I hunted a shire x cob who was 15.3hh was fine, stayed out all day, jumped easily to 3ft 3" and was very safe. 

I also watched my OHs Clyde x cob plough horse clear 5ft fencing!!!!! 

Get riding again and find a loan/ share for now. I have been in and out riding, driving and intend to do some agricultural showing with heavies this year and not entirely know what i want right now. if you go up Scotland way there are a few Clydesdales that hunt and Robert Sampson hunts with Axle his Percheron ( breed I will own one day). You may find what you want in a breed you know.

But you you never know some horses have a habit of finding you, rather than you finding them, as did my mare.......


----------



## villa143love (Feb 20, 2013)

Do anyone have Zebra living in their house?

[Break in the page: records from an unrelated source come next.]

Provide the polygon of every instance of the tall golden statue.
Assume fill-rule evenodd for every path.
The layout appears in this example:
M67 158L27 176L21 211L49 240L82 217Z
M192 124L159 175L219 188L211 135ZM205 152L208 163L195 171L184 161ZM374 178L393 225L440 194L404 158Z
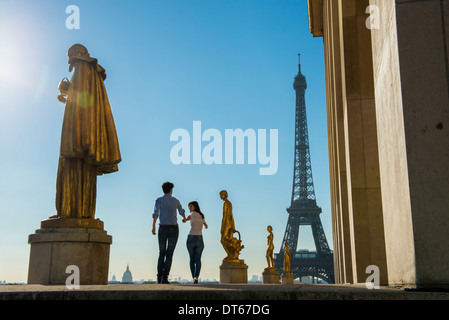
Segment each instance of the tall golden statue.
M62 80L58 100L65 103L56 181L56 211L51 218L94 219L97 175L116 172L119 143L104 80L106 72L87 49L68 50L71 81Z
M272 226L268 226L267 227L267 231L268 231L268 237L267 237L267 263L268 263L268 268L266 268L265 270L268 269L274 269L274 244L273 244L273 227Z
M284 243L284 273L290 273L290 248L287 241Z
M221 244L226 251L226 258L223 260L238 260L240 251L244 248L240 239L240 232L235 230L234 217L232 215L232 203L228 200L228 192L220 191L220 198L223 200L223 218L221 220ZM234 237L238 233L239 239Z
M79 284L105 285L112 237L95 219L97 175L118 170L120 149L103 82L105 70L80 44L69 49L68 58L69 71L75 71L71 80L59 83L58 100L65 110L57 215L41 221L41 229L28 237L28 284L67 285L67 266L78 266Z

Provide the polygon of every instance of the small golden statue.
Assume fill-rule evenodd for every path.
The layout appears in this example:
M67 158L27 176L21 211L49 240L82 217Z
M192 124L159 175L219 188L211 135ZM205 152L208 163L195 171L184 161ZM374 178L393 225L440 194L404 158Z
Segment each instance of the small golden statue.
M245 247L242 245L240 232L235 230L234 217L232 215L232 203L228 200L228 192L220 191L220 198L223 200L223 218L221 220L221 244L226 251L225 261L239 260L240 251ZM239 238L234 237L238 233Z
M287 241L284 242L284 272L282 273L281 283L282 284L294 284L294 276L291 272L290 267L290 248L288 247Z
M287 241L284 243L284 273L290 273L290 248Z
M267 237L267 264L268 267L262 272L262 283L264 284L278 284L279 283L279 271L274 267L274 244L273 244L273 227L268 226L268 237Z
M104 80L105 69L80 44L68 50L71 81L59 83L65 104L56 181L57 215L50 223L93 221L97 176L116 172L120 149Z
M274 252L274 244L273 244L273 227L272 226L268 226L267 227L267 231L268 231L268 237L267 237L267 263L268 263L268 268L265 268L265 270L273 270L274 269L274 256L273 256L273 252Z

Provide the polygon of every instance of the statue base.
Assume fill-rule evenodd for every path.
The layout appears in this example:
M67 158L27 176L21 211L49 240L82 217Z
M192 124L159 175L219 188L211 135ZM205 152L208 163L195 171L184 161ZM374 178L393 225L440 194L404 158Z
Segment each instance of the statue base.
M223 259L220 283L248 283L248 266L244 260Z
M275 268L265 268L262 272L263 284L279 284L279 271Z
M65 285L67 278L72 275L72 271L66 273L67 267L77 266L80 285L106 285L112 237L98 227L100 220L79 219L85 221L78 224L63 220L65 219L51 221L49 224L42 221L42 225L67 223L71 227L46 227L29 235L31 249L28 284ZM87 220L91 220L90 223L97 227L82 227Z
M48 218L41 221L41 229L45 228L90 228L103 230L104 224L100 219Z
M281 277L281 284L293 284L293 274L283 273Z

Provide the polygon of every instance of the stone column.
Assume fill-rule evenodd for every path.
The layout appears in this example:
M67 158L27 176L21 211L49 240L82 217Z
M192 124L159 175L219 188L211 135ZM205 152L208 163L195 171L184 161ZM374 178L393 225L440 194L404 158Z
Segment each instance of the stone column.
M388 272L449 287L449 3L371 1Z
M323 10L322 32L311 29L324 37L336 282L364 282L376 265L387 284L369 1L309 6Z

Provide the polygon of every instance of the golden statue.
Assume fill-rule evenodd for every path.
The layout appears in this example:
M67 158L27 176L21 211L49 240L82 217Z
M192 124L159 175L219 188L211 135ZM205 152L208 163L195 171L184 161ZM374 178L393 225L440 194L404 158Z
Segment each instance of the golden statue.
M106 72L87 49L68 50L71 81L59 83L65 104L56 181L57 215L50 219L94 219L97 175L116 172L121 161L104 80ZM48 220L47 220L48 221Z
M240 232L235 230L234 217L232 215L232 203L228 200L228 192L220 191L220 198L223 200L223 218L221 220L221 244L226 251L226 258L223 260L238 260L242 246ZM238 233L239 238L234 237Z
M274 269L274 256L273 256L273 252L274 252L274 244L273 244L273 227L272 226L268 226L267 227L267 231L268 231L268 237L267 237L267 263L268 263L268 268L266 268L265 270L270 270L270 269Z
M287 241L284 243L284 273L290 273L290 248Z

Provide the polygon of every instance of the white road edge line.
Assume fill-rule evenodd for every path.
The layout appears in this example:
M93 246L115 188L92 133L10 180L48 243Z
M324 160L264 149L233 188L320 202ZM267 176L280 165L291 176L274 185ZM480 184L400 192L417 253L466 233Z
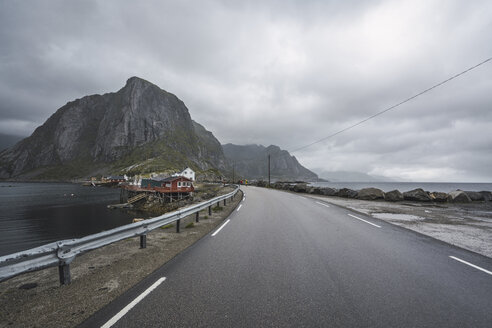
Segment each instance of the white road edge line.
M241 209L241 206L243 206L243 204L239 205L239 207L237 208L236 212L239 212L239 210Z
M330 205L326 205L326 204L323 204L323 203L320 203L320 202L316 202L316 204L320 204L320 205L323 205L323 206L326 206L326 207L330 207Z
M366 221L366 220L364 220L364 219L358 218L358 217L356 217L355 215L352 215L352 214L347 214L347 215L348 215L348 216L353 217L354 219L361 220L362 222L365 222L365 223L367 223L367 224L373 225L373 226L375 226L375 227L377 227L377 228L381 228L381 226L378 226L377 224L374 224L374 223L372 223L372 222Z
M307 198L306 198L306 197L304 197L304 196L299 196L299 197L304 198L304 199L307 199Z
M143 300L145 298L145 296L149 295L150 292L152 292L154 289L156 289L160 284L162 284L162 282L166 280L166 277L162 277L162 278L159 278L159 280L157 280L156 282L154 282L154 284L152 286L150 286L149 288L147 288L142 294L140 294L136 299L134 299L133 301L131 301L130 304L128 304L127 306L125 306L120 312L118 312L114 317L112 317L111 319L109 319L108 322L106 322L103 326L101 326L101 328L109 328L111 327L112 325L114 325L118 320L120 320L125 314L128 313L128 311L130 311L135 305L138 304L138 302L140 302L141 300Z
M472 268L475 268L475 269L477 269L477 270L480 270L480 271L483 271L483 272L485 272L485 273L488 273L488 274L492 275L492 272L490 272L489 270L485 270L484 268L481 268L481 267L479 267L479 266L477 266L477 265L475 265L475 264L471 264L470 262L466 262L465 260L459 259L459 258L454 257L454 256L450 256L450 258L452 258L453 260L456 260L456 261L458 261L458 262L464 263L464 264L466 264L466 265L469 265L469 266L471 266Z
M229 221L231 221L231 219L227 219L227 221L226 221L226 222L224 222L224 224L223 224L223 225L221 225L221 226L220 226L220 228L219 228L219 229L217 229L217 231L215 231L215 232L212 234L212 237L215 237L215 235L216 235L216 234L218 234L218 233L219 233L219 231L220 231L220 230L222 230L222 228L224 228L224 227L226 226L226 224L228 224L228 223L229 223Z

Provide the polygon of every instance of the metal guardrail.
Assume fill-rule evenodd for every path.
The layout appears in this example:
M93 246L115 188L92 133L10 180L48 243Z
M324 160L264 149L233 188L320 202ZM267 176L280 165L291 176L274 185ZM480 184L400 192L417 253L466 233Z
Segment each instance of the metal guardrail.
M159 227L176 222L176 231L179 232L180 220L196 213L196 222L199 221L199 212L208 207L209 215L212 214L212 205L217 205L234 196L240 190L239 186L233 192L212 198L208 201L195 204L161 216L127 224L118 228L103 231L78 239L61 240L32 248L22 252L0 257L0 282L20 275L22 273L42 270L58 266L60 284L69 284L70 263L77 255L100 248L117 241L140 236L140 247L145 248L147 234Z

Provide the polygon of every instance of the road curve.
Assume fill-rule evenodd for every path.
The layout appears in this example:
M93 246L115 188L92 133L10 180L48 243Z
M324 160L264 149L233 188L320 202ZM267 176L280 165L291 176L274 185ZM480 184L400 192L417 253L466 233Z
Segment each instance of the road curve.
M491 327L490 258L319 200L242 189L225 225L80 327Z

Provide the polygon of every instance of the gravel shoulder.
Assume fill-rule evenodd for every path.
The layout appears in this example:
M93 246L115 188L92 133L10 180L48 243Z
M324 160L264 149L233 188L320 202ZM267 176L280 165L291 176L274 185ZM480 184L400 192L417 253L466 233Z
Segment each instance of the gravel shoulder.
M306 195L492 258L492 203L381 202Z
M226 187L220 194L231 192ZM147 235L147 248L130 238L77 257L71 264L72 283L60 286L58 268L20 275L0 283L0 327L74 327L117 298L145 276L174 258L219 225L236 208L234 197L221 210L200 212ZM191 227L185 228L193 223Z

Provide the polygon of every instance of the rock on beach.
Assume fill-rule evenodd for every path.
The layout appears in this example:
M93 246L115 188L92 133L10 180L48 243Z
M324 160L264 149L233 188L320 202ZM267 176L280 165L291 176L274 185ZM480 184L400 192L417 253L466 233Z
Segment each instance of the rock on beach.
M465 194L474 202L484 201L485 197L478 191L465 191Z
M337 192L336 196L344 197L344 198L356 198L357 194L358 192L356 190L352 190L349 188L342 188Z
M325 196L336 196L338 193L338 189L335 188L323 188L321 189L322 195Z
M434 202L444 203L448 200L448 194L445 192L433 191L429 196Z
M364 188L359 190L357 199L377 200L384 199L384 192L378 188Z
M450 203L471 203L471 198L466 192L461 190L451 191L448 193L448 202Z
M480 191L480 193L483 195L483 199L487 202L492 201L492 192L490 191Z
M399 202L403 200L403 194L399 190L391 190L384 194L384 199L388 202Z
M417 202L430 202L432 198L428 193L424 191L422 188L417 188L414 190L406 191L403 193L404 200L411 200Z

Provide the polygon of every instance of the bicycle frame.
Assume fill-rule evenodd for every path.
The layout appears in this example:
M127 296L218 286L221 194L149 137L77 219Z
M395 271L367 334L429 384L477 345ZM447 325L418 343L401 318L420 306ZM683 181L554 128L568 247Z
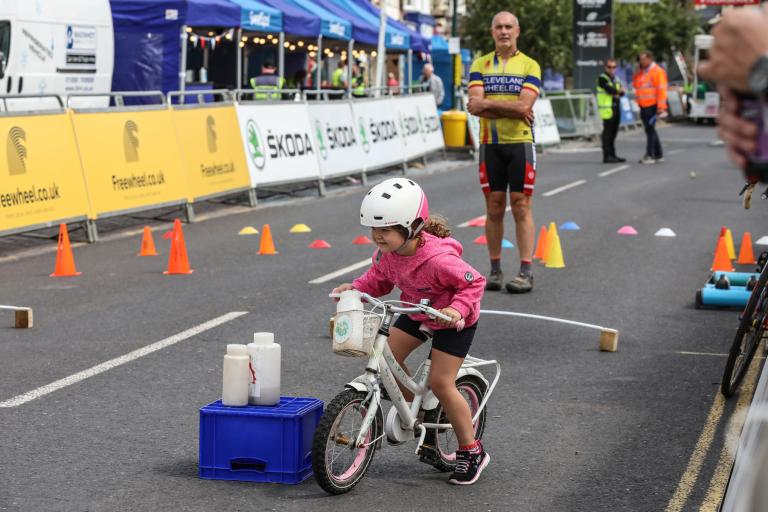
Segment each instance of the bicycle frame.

Why does horses more exclusive than zebra?

hmmm.. hahaha


----------



## x clo x (Feb 24, 2012)

toffee44 said:


> I hunted a shire x cob who was 15.3hh was fine, stayed out all day, jumped easily to 3ft 3" and was very safe.
> 
> I also watched my OHs Clyde x cob plough horse clear 5ft fencing!!!!!
> 
> ...


i absolutely adore my shires, and in my heart thats what i want! showing starts again soon.. peterborough on the 15th yey!


----------



## Zayna (Apr 19, 2009)

I would love to go hunting but can't hack out on my mare.. too many issues. Do you have to have your own horse to hunt or are there places where you can 'hire' a ride?


----------